I do confess that attending a Masters Worlds is very much an excuse for a superb vacation for my wife and myself. We only go if the event is being held in a country that we will enjoy visiting for reasons other than the championship and we usually tag on a few extra days (or weeks in the case of Australia) to explore that country. It's the perfect getaway for us... an interesting trip with a week or so of Laser racing thrown in for me. I suspect I'm not the only one who looks on the Masters Worlds in this light... and therein lies the problem.
There has been talk in the last year or so about introducing a qualification system for the Masters Worlds, and not allowing them to be completely open as they are now. There appear to be two reasons for this...
- Some sailors are treating them just as an excuse for a vacation. Shock horror! More specifically what apparently has been happening is that a few chaps with little or no Laser experience look at the location for the next Laser Master Worlds and think, "Hey, I've always wanted to go to Brazil. All I need to do is charter a boat and buy an air-ticket and I can sail in a World Championship. Wow. Count me in." Then they show up at the Worlds, get totally blown away in 25-30 knot winds, spend most of the time upside down, are a danger to themselves not to mention an unnecessary burden for the safety boats, and everyone else has to sit around and wait for them to try and finish every race within the time limit.
- Sometimes the entry is totally dominated numerically by sailors from the home country or region. This happened this year where the vast majority of the sailors were from Australia with relatively small contingents from other continents. There is a school of thought that a true World Championship should have an entry list more representative of all regions of the world.
This year the Aussies were very savvy to this and signed up for the Worlds in their own country in huge numbers in the first few days the entry was open. By the end of the first week, and before many sailors in other regions had woken up to what was happening, the entry was full. Regular readers of this blog (all three of you) will recall how I beat the system and got my entry in on time.
So our intrepid Laser Class leadership has decided to fix these problems. There are going to be quotas for each region to try and address the need for good representation from each part of the world. And if any region has more potential entrants than their quota then that region will have to decide how to rank its sailors to decide who will qualify to attend.
I must admit to mixed feelings about this...
On the one hand if more sailors want to attend a world championship than the host site is prepared to handle, then I think it's only fair that the best sailors should be allowed to attend. And we really shouldn't allow sailors to attend a Worlds who can't sail competently in the prevailing conditions.
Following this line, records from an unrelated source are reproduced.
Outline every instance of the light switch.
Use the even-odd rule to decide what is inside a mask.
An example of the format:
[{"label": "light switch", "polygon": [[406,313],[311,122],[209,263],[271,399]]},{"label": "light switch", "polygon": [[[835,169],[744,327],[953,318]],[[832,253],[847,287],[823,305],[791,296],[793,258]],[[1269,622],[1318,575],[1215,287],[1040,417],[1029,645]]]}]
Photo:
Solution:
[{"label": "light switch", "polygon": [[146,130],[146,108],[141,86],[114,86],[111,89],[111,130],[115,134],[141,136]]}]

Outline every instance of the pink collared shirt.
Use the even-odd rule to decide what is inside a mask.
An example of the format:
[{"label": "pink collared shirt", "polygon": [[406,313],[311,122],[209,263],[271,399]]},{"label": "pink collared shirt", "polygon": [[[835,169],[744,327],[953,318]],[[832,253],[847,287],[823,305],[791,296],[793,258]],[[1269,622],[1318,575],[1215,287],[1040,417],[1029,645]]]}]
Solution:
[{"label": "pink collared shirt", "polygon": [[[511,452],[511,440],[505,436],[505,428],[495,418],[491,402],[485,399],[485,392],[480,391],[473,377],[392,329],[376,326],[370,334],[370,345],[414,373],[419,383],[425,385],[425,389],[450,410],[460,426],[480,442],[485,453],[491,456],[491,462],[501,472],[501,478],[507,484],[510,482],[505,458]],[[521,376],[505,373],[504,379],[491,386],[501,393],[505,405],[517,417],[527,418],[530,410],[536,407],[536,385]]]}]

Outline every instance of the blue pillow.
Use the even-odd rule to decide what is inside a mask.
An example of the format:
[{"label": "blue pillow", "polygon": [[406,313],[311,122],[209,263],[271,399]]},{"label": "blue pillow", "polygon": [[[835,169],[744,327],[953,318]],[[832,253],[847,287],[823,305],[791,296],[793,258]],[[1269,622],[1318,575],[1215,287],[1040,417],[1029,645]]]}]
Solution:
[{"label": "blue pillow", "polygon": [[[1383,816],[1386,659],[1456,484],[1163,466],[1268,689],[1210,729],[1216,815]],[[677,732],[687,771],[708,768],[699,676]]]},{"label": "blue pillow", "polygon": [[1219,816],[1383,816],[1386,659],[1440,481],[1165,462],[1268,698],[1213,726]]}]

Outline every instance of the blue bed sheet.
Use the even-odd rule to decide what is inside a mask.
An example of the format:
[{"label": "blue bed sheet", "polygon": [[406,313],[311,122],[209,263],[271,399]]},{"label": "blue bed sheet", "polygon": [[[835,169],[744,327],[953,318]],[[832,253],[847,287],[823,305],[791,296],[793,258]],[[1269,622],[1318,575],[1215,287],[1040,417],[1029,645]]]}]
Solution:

On the other hand I was concerned that I could be one of the sailors squeezed out of the event by any qualification system. I'm not at the front of the Worlds fleet by any means. I was even DFL in a race at the last Worlds (once). Would I conclude that my life is worthless and give up Lasering if I am told I am unqualified to attend a Masters Worlds? No. But it is kind of cool to have the option to go.
So I waited with some trepidation to see what qualification/ranking system would be used for Masters Worlds entries from the North American Region. It was announced a few days ago on the class website. For the 2009 Masters Worlds in Canada next year the number of berths for North American sailors is apparently not yet known. But the qualification system for we North American sailors will be as follows...
1)To be eligible you must have:Hmmm. Interesting. My immediate reactions are...
a) Competed in a Laser World Championship (Master, Senior or Radial) in the past 5 years, or
b) Competed in a major North American Master's event (North Americans, US or Canadian Nationals, MMWE, etc.) AND finished in the top 75% of your fleet.
2) If, after satisfying the above, there are more applicants than spots available then entries will be taken in order of registration.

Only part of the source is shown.